# need a sweater....



## titiaamor (Sep 21, 2013)

It's getting chilly in the mornings here, and I want a sweater for my little Dragonlilly. 

Can you recommend the best place to find something practical? I went to Petco, but aside from a parka (which is great) the other clothes were decorative. I want a snug sweater or t-shirt for her torso to keep her comfortable on our morning walks.


----------



## debrawade10 (Oct 10, 2013)

On line I get a lot from Baxter Boo.
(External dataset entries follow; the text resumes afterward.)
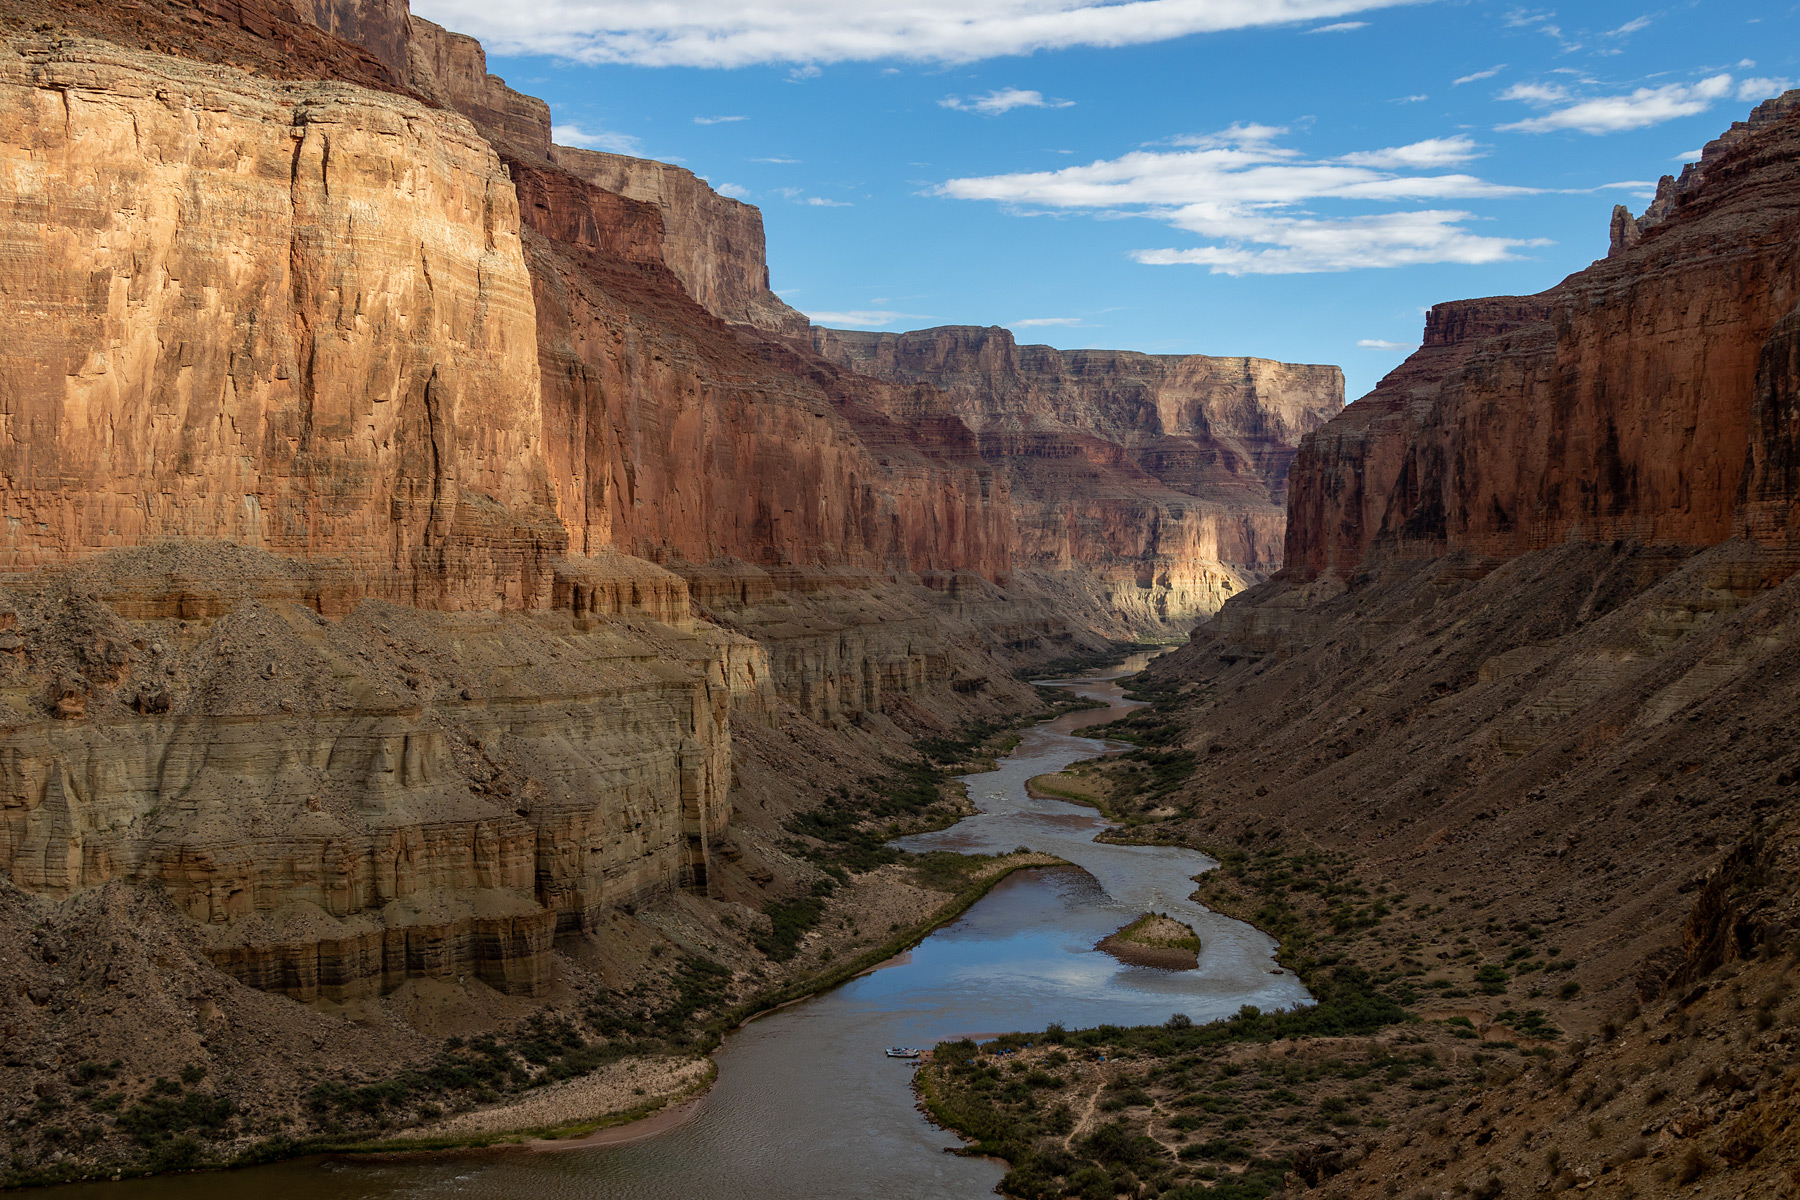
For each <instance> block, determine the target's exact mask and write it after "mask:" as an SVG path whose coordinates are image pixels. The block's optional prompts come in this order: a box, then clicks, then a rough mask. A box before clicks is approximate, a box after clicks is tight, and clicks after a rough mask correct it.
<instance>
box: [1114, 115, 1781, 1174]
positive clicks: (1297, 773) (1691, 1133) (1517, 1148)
mask: <svg viewBox="0 0 1800 1200" xmlns="http://www.w3.org/2000/svg"><path fill="white" fill-rule="evenodd" d="M1598 232H1600V230H1598V228H1595V234H1597V241H1598ZM1611 232H1613V237H1611V243H1613V245H1611V254H1609V255H1607V257H1606V259H1602V261H1598V263H1595V264H1593V266H1589V268H1586V270H1582V272H1577V273H1575V275H1570V277H1568V279H1564V281H1562V282H1561V284H1557V286H1553V288H1550V290H1548V291H1543V293H1539V295H1532V297H1490V299H1480V300H1460V302H1451V304H1440V306H1436V308H1433V309H1431V315H1429V318H1427V322H1426V336H1424V345H1422V347H1420V349H1418V353H1415V354H1413V356H1411V358H1408V362H1406V363H1402V365H1400V367H1399V369H1397V371H1395V372H1391V374H1390V376H1388V378H1386V380H1382V381H1381V385H1379V387H1377V389H1375V390H1373V392H1372V394H1370V396H1364V398H1363V399H1359V401H1355V403H1354V405H1350V407H1348V408H1346V410H1345V412H1343V414H1341V416H1339V417H1336V419H1334V421H1330V423H1328V425H1325V426H1323V428H1321V430H1318V432H1312V434H1309V435H1307V437H1305V441H1303V443H1301V448H1300V455H1298V457H1296V461H1294V466H1292V471H1291V480H1289V525H1287V565H1285V567H1283V569H1282V572H1278V574H1276V576H1274V578H1273V579H1269V581H1267V583H1262V585H1258V587H1255V588H1251V590H1247V592H1246V594H1244V596H1238V597H1233V599H1231V601H1229V603H1228V604H1226V606H1224V610H1222V612H1220V613H1219V617H1215V619H1213V621H1211V622H1208V624H1206V626H1202V628H1201V630H1197V631H1195V637H1193V640H1192V644H1190V646H1186V648H1183V649H1179V651H1175V653H1172V655H1166V657H1165V658H1159V660H1157V662H1156V664H1154V666H1152V669H1150V673H1148V678H1147V684H1145V691H1156V689H1161V694H1165V696H1179V702H1165V709H1166V711H1168V712H1170V714H1172V716H1175V718H1177V720H1179V721H1181V725H1183V736H1181V738H1179V739H1174V741H1172V745H1181V747H1183V748H1186V750H1190V752H1193V754H1195V770H1193V775H1192V777H1190V781H1188V784H1186V790H1184V793H1183V795H1181V797H1175V799H1174V801H1168V804H1170V806H1172V808H1175V810H1179V815H1177V817H1175V820H1177V822H1181V829H1183V835H1184V837H1188V838H1192V840H1195V842H1197V844H1202V846H1220V847H1231V846H1233V844H1235V847H1249V853H1251V855H1256V856H1260V855H1269V856H1271V862H1280V858H1278V856H1280V855H1283V853H1305V855H1316V853H1325V855H1343V862H1346V864H1348V869H1350V873H1352V876H1354V878H1357V880H1359V882H1361V883H1364V885H1373V891H1375V892H1377V894H1397V896H1402V898H1404V896H1413V898H1424V900H1426V901H1427V903H1426V905H1420V907H1417V909H1415V914H1418V916H1426V918H1429V919H1427V921H1420V925H1418V927H1415V930H1417V932H1415V934H1409V936H1404V937H1402V936H1399V934H1397V930H1395V928H1393V927H1391V925H1384V927H1382V928H1381V932H1379V934H1373V932H1372V939H1370V941H1368V943H1364V946H1368V950H1366V952H1364V954H1363V955H1359V954H1357V950H1355V943H1354V941H1348V939H1346V941H1337V939H1332V943H1330V945H1332V954H1334V955H1343V957H1345V959H1346V961H1366V963H1377V961H1388V959H1386V955H1388V954H1390V948H1391V946H1406V950H1404V952H1402V954H1399V955H1397V968H1395V970H1397V975H1395V981H1397V982H1399V988H1393V990H1391V995H1395V997H1399V999H1400V1002H1402V1004H1408V1006H1409V1007H1411V1011H1413V1013H1415V1016H1417V1018H1418V1020H1417V1024H1413V1025H1411V1027H1415V1029H1418V1027H1429V1025H1431V1024H1433V1022H1435V1024H1438V1027H1444V1024H1445V1022H1447V1020H1449V1018H1454V1016H1456V1015H1458V1013H1463V1011H1467V1013H1469V1015H1467V1016H1462V1020H1463V1022H1469V1024H1472V1027H1474V1029H1480V1036H1481V1038H1485V1040H1487V1042H1485V1045H1503V1042H1499V1040H1498V1038H1512V1036H1514V1031H1528V1029H1530V1025H1532V1018H1534V1011H1532V1009H1526V1006H1528V1004H1535V1006H1541V1007H1537V1009H1535V1018H1539V1020H1543V1022H1548V1024H1550V1025H1553V1027H1555V1029H1559V1031H1564V1033H1562V1034H1557V1036H1562V1038H1564V1040H1562V1042H1559V1043H1557V1045H1559V1051H1557V1058H1555V1067H1553V1069H1548V1067H1546V1069H1541V1070H1539V1072H1532V1074H1521V1072H1519V1070H1512V1069H1507V1070H1494V1072H1489V1074H1485V1076H1480V1078H1474V1079H1472V1081H1471V1085H1469V1087H1467V1088H1465V1090H1463V1092H1462V1094H1460V1096H1458V1097H1456V1101H1454V1103H1453V1105H1445V1106H1438V1108H1431V1106H1424V1105H1418V1106H1415V1114H1409V1115H1408V1117H1402V1119H1397V1121H1395V1123H1393V1128H1390V1130H1386V1132H1382V1133H1379V1135H1372V1137H1366V1139H1364V1137H1363V1135H1361V1132H1359V1133H1357V1135H1355V1137H1352V1135H1350V1133H1348V1132H1345V1133H1339V1135H1336V1137H1334V1139H1332V1144H1328V1146H1323V1148H1325V1150H1328V1151H1330V1150H1341V1151H1343V1159H1341V1162H1336V1164H1332V1166H1330V1169H1328V1171H1327V1173H1330V1175H1334V1178H1330V1184H1325V1182H1323V1177H1321V1178H1319V1180H1316V1182H1318V1187H1319V1195H1323V1193H1325V1191H1327V1189H1328V1191H1330V1195H1336V1196H1346V1198H1348V1196H1355V1198H1364V1196H1366V1198H1368V1200H1375V1198H1377V1196H1391V1195H1408V1196H1413V1195H1417V1196H1426V1195H1433V1196H1435V1195H1445V1196H1447V1195H1463V1193H1467V1195H1532V1193H1552V1191H1557V1189H1561V1187H1568V1189H1575V1187H1588V1186H1589V1184H1600V1187H1597V1191H1604V1189H1606V1187H1611V1189H1613V1191H1615V1193H1618V1195H1633V1193H1634V1195H1651V1196H1665V1195H1676V1191H1678V1189H1679V1191H1681V1195H1696V1196H1717V1198H1721V1200H1728V1198H1730V1196H1741V1195H1764V1193H1768V1195H1786V1193H1789V1191H1793V1180H1795V1173H1793V1171H1795V1162H1796V1160H1800V1139H1796V1130H1800V1103H1796V1096H1800V1092H1796V1079H1800V1061H1796V1058H1795V1056H1793V1054H1791V1052H1789V1049H1787V1045H1789V1043H1791V1040H1793V1024H1795V1013H1793V1009H1786V1011H1777V1009H1778V1004H1780V1002H1784V1000H1786V997H1789V995H1791V993H1793V984H1795V966H1796V961H1800V959H1796V952H1800V945H1796V937H1795V930H1796V918H1795V912H1796V903H1800V901H1796V887H1795V874H1793V869H1791V864H1793V862H1795V853H1793V846H1795V828H1796V822H1795V795H1796V793H1795V788H1796V786H1800V747H1796V741H1795V736H1793V729H1795V718H1796V691H1795V678H1796V676H1800V570H1796V569H1800V466H1796V462H1800V92H1789V94H1787V95H1784V97H1778V99H1777V101H1769V103H1768V104H1762V106H1759V110H1757V112H1755V113H1751V117H1750V121H1742V122H1737V124H1733V126H1732V131H1730V133H1726V137H1723V139H1719V140H1717V142H1714V144H1710V146H1708V148H1706V151H1705V157H1703V160H1701V164H1699V166H1697V167H1690V169H1688V171H1685V173H1683V176H1681V184H1679V185H1676V184H1672V182H1669V180H1665V185H1663V189H1661V191H1660V194H1658V200H1656V203H1654V205H1652V209H1651V212H1647V214H1645V216H1643V218H1631V214H1629V212H1625V214H1622V216H1618V214H1615V219H1613V230H1611ZM1170 837H1174V831H1170ZM1341 928H1343V927H1339V930H1341ZM1539 936H1543V939H1544V941H1546V943H1548V945H1550V946H1553V948H1550V950H1548V955H1552V957H1557V955H1559V961H1561V964H1562V966H1564V970H1568V975H1566V982H1562V984H1561V986H1559V988H1550V986H1546V982H1543V977H1541V975H1539V977H1530V975H1526V966H1525V964H1519V961H1521V959H1526V957H1530V955H1532V954H1543V952H1537V950H1532V948H1528V945H1530V941H1532V939H1534V937H1539ZM1458 961H1465V963H1467V964H1469V966H1467V968H1463V970H1469V972H1471V973H1472V979H1474V981H1480V979H1481V973H1485V975H1487V977H1489V979H1496V977H1498V979H1499V981H1501V982H1498V984H1489V986H1485V988H1480V986H1478V988H1472V990H1463V979H1467V977H1458V975H1456V973H1454V972H1456V963H1458ZM1321 963H1323V955H1321ZM1503 964H1505V966H1503ZM1516 964H1517V966H1516ZM1474 972H1481V973H1474ZM1508 972H1516V973H1512V977H1510V979H1507V975H1508ZM1413 981H1417V982H1413ZM1431 990H1438V991H1436V995H1429V991H1431ZM1478 993H1489V995H1490V997H1492V999H1485V997H1483V995H1478ZM1744 997H1762V999H1760V1000H1759V1002H1760V1004H1762V1007H1760V1009H1755V1011H1751V1006H1748V1004H1746V1002H1744ZM1519 1009H1525V1015H1523V1016H1521V1011H1519ZM1739 1011H1746V1013H1750V1015H1751V1016H1753V1024H1751V1022H1744V1024H1742V1025H1741V1027H1737V1029H1733V1027H1732V1020H1733V1018H1735V1015H1737V1013H1739ZM1564 1034H1566V1036H1564ZM1453 1036H1458V1034H1453ZM1476 1061H1480V1058H1478V1060H1476ZM1721 1076H1723V1078H1730V1079H1732V1085H1730V1092H1732V1094H1726V1092H1724V1090H1717V1088H1715V1090H1708V1088H1710V1081H1712V1079H1717V1078H1721ZM1640 1079H1642V1085H1634V1081H1640ZM1364 1128H1368V1126H1364ZM1508 1130H1510V1132H1516V1133H1517V1137H1508V1135H1507V1133H1508ZM1607 1139H1611V1142H1609V1141H1607ZM1352 1150H1354V1155H1352V1153H1350V1151H1352Z"/></svg>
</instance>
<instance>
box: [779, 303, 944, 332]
mask: <svg viewBox="0 0 1800 1200" xmlns="http://www.w3.org/2000/svg"><path fill="white" fill-rule="evenodd" d="M806 318H808V320H812V324H815V326H839V327H846V326H848V327H851V329H880V327H882V326H891V324H895V322H896V320H925V318H923V317H920V315H918V313H891V311H887V309H884V308H877V309H866V308H859V309H851V311H848V313H806Z"/></svg>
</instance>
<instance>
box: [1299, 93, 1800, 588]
mask: <svg viewBox="0 0 1800 1200" xmlns="http://www.w3.org/2000/svg"><path fill="white" fill-rule="evenodd" d="M1791 97H1795V94H1789V97H1784V99H1780V101H1771V103H1769V104H1768V106H1764V110H1759V113H1760V115H1759V117H1757V119H1753V121H1751V122H1746V126H1744V130H1742V131H1741V133H1739V135H1737V137H1733V139H1728V144H1726V146H1724V148H1723V149H1719V151H1715V153H1710V155H1708V157H1706V166H1705V173H1703V178H1701V182H1699V184H1697V185H1692V187H1688V189H1687V191H1683V193H1679V194H1678V196H1676V200H1674V203H1670V207H1669V210H1667V212H1665V214H1663V216H1661V218H1660V219H1658V221H1654V223H1651V225H1647V227H1645V228H1643V230H1642V232H1640V234H1638V236H1636V237H1634V241H1633V245H1629V246H1620V248H1618V250H1616V252H1615V254H1613V255H1611V257H1607V259H1602V261H1598V263H1595V264H1593V266H1589V268H1588V270H1584V272H1579V273H1575V275H1570V277H1568V279H1566V281H1562V282H1561V284H1557V286H1555V288H1552V290H1550V291H1544V293H1541V295H1535V297H1523V299H1519V297H1512V299H1492V300H1467V302H1458V304H1444V306H1438V308H1435V309H1433V313H1431V318H1429V322H1427V327H1426V344H1424V347H1422V349H1420V351H1418V353H1417V354H1413V356H1411V358H1409V360H1408V362H1406V363H1404V365H1402V367H1400V369H1397V371H1395V372H1393V374H1390V376H1388V378H1386V380H1382V383H1381V385H1379V387H1377V389H1375V390H1373V392H1372V394H1370V396H1366V398H1364V399H1359V401H1357V403H1354V405H1350V407H1348V408H1346V410H1345V414H1343V416H1341V417H1337V419H1336V421H1332V423H1330V425H1327V426H1325V428H1323V430H1319V432H1316V434H1310V435H1309V437H1307V439H1305V441H1303V444H1301V450H1300V457H1298V459H1296V462H1294V468H1292V473H1291V498H1289V527H1287V574H1291V576H1294V578H1300V579H1307V578H1314V576H1319V574H1337V576H1348V574H1352V572H1355V570H1357V569H1359V567H1361V565H1363V563H1364V561H1366V560H1372V558H1381V556H1415V558H1417V556H1436V554H1444V552H1445V551H1458V549H1465V551H1471V552H1474V554H1480V556H1489V558H1512V556H1517V554H1523V552H1526V551H1534V549H1541V547H1546V545H1553V543H1559V542H1568V540H1615V538H1625V540H1638V542H1647V543H1679V545H1710V543H1715V542H1723V540H1726V538H1730V536H1733V533H1744V534H1751V536H1755V538H1759V540H1762V542H1769V543H1782V545H1791V542H1793V538H1795V533H1796V527H1800V525H1796V518H1795V507H1793V506H1795V495H1796V493H1795V479H1793V471H1795V468H1793V462H1795V450H1793V446H1795V380H1796V372H1795V320H1796V318H1795V304H1796V300H1800V273H1796V272H1800V254H1796V245H1800V121H1796V119H1795V117H1793V115H1789V113H1791V108H1793V99H1791ZM1769 113H1775V117H1773V119H1771V117H1769Z"/></svg>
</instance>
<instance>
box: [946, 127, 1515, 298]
mask: <svg viewBox="0 0 1800 1200" xmlns="http://www.w3.org/2000/svg"><path fill="white" fill-rule="evenodd" d="M1285 133H1287V130H1282V128H1274V126H1258V124H1240V126H1233V128H1229V130H1224V131H1219V133H1210V135H1202V137H1183V139H1175V142H1177V146H1183V148H1188V149H1175V151H1152V149H1141V151H1134V153H1129V155H1123V157H1121V158H1111V160H1100V162H1091V164H1087V166H1076V167H1064V169H1060V171H1033V173H1019V175H994V176H977V178H956V180H949V182H945V184H943V185H940V187H938V189H936V191H938V194H941V196H949V198H954V200H988V201H997V203H1003V205H1008V207H1012V209H1013V210H1021V212H1033V210H1087V212H1093V214H1094V216H1143V218H1154V219H1159V221H1165V223H1168V225H1172V227H1174V228H1179V230H1184V232H1190V234H1197V236H1199V237H1201V239H1204V243H1206V245H1201V246H1190V248H1154V250H1136V252H1132V257H1134V259H1138V261H1139V263H1150V264H1174V263H1186V264H1195V266H1206V268H1210V270H1211V272H1213V273H1228V275H1247V273H1260V275H1274V273H1301V272H1341V270H1355V268H1364V266H1404V264H1413V263H1499V261H1507V259H1512V257H1517V255H1516V250H1517V248H1521V246H1534V245H1544V243H1543V241H1537V239H1517V237H1496V236H1483V234H1476V232H1471V230H1469V228H1465V223H1467V221H1471V219H1472V216H1474V214H1471V212H1463V210H1456V209H1424V210H1408V212H1375V214H1368V212H1363V214H1350V216H1321V214H1319V212H1318V210H1316V209H1318V205H1319V203H1321V201H1327V203H1334V201H1336V203H1361V205H1370V203H1377V205H1379V203H1397V201H1408V200H1471V198H1490V196H1519V194H1530V193H1532V191H1534V189H1528V187H1508V185H1503V184H1490V182H1487V180H1481V178H1476V176H1472V175H1460V173H1454V175H1411V173H1409V171H1417V169H1429V167H1436V166H1445V164H1453V162H1463V160H1467V158H1472V157H1476V155H1478V153H1480V148H1478V146H1476V144H1474V142H1472V140H1471V139H1467V137H1449V139H1427V140H1424V142H1415V144H1411V146H1390V148H1386V149H1372V151H1354V153H1350V155H1339V157H1337V158H1309V157H1305V155H1301V153H1300V151H1298V149H1291V148H1285V146H1282V144H1280V139H1282V135H1285Z"/></svg>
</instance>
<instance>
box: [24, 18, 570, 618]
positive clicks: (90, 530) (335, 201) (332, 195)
mask: <svg viewBox="0 0 1800 1200" xmlns="http://www.w3.org/2000/svg"><path fill="white" fill-rule="evenodd" d="M0 164H4V166H0V169H4V171H5V176H7V180H9V185H7V196H5V200H7V203H5V214H4V232H0V290H4V291H5V293H7V295H13V297H31V302H29V304H22V302H11V304H7V306H4V309H0V412H4V421H5V428H4V432H0V479H4V484H5V486H4V488H0V506H4V516H5V527H4V529H0V563H4V565H5V567H7V569H22V567H38V565H47V563H58V561H67V560H74V558H81V556H86V554H92V552H95V551H101V549H106V547H124V545H139V543H146V542H153V540H158V538H214V540H230V542H241V543H247V545H259V547H265V549H270V551H275V552H279V554H295V556H304V558H329V560H338V561H342V563H344V567H346V572H344V579H346V587H349V588H351V590H353V592H358V594H378V596H391V597H394V599H410V601H416V603H427V604H434V606H450V608H470V606H473V608H488V606H533V604H540V603H545V601H547V597H549V587H551V574H549V569H551V560H553V558H554V556H556V554H560V552H562V551H563V545H565V534H563V531H562V529H560V527H558V524H556V520H554V511H553V495H551V489H549V480H547V477H545V471H544V457H542V448H540V439H542V412H540V407H538V381H536V335H535V306H533V300H531V277H529V273H527V270H526V261H524V254H522V248H520V241H518V209H517V194H515V191H513V185H511V182H509V180H508V176H506V171H504V167H502V166H500V160H499V157H497V155H495V153H493V149H490V146H488V144H486V142H484V140H482V139H481V137H479V135H477V133H475V130H473V128H470V124H468V122H466V121H464V119H461V117H457V115H455V113H448V112H443V110H432V108H427V106H423V104H419V103H416V101H412V99H407V97H403V95H392V94H378V92H367V90H362V88H355V86H344V85H335V83H277V81H270V79H266V77H259V76H254V74H239V72H230V70H221V68H207V67H196V65H191V63H184V61H182V59H173V58H160V56H142V54H137V52H124V50H119V49H117V47H113V45H110V43H101V41H79V40H61V41H52V40H50V38H47V36H32V34H23V36H14V38H9V40H7V41H5V43H4V45H0ZM369 212H380V214H382V219H380V221H369V219H364V218H365V214H369Z"/></svg>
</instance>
I got this angora sweater for Lily on Amazon.
Good luck!


----------



## lilbabyvenus (Feb 8, 2009)

What size is she? 


Sent from Petguide.com Free App


----------



## titiaamor (Sep 21, 2013)

She is six pounds and is usually an extra-small or small.


----------



## AnnHelen (Nov 29, 2010)

Lupitas Burrito Wrap A Toasty Warm by LupitasChicBoutique on Etsy
What about this? 

Or else I also you can always find something else on etsy  just do a search and check it out..I'm on etsy everyday digging true hihi


----------



## lilbabyvenus (Feb 8, 2009)

Unfortunately I don't have any xs sweaters or shirts but I do have a small Lulu Pink sweater if you would want it. It used to be Venus' but she's gotten too large for it over the years. The only issue with it is Venus nibbled the sequins off of the heart on it.


----------



## titiaamor (Sep 21, 2013)

I'll take it! Thanks because I am low income. I guess I can PM you.


----------



## elaina (Jul 1, 2008)

message me your address. i'll send you a couple things too


----------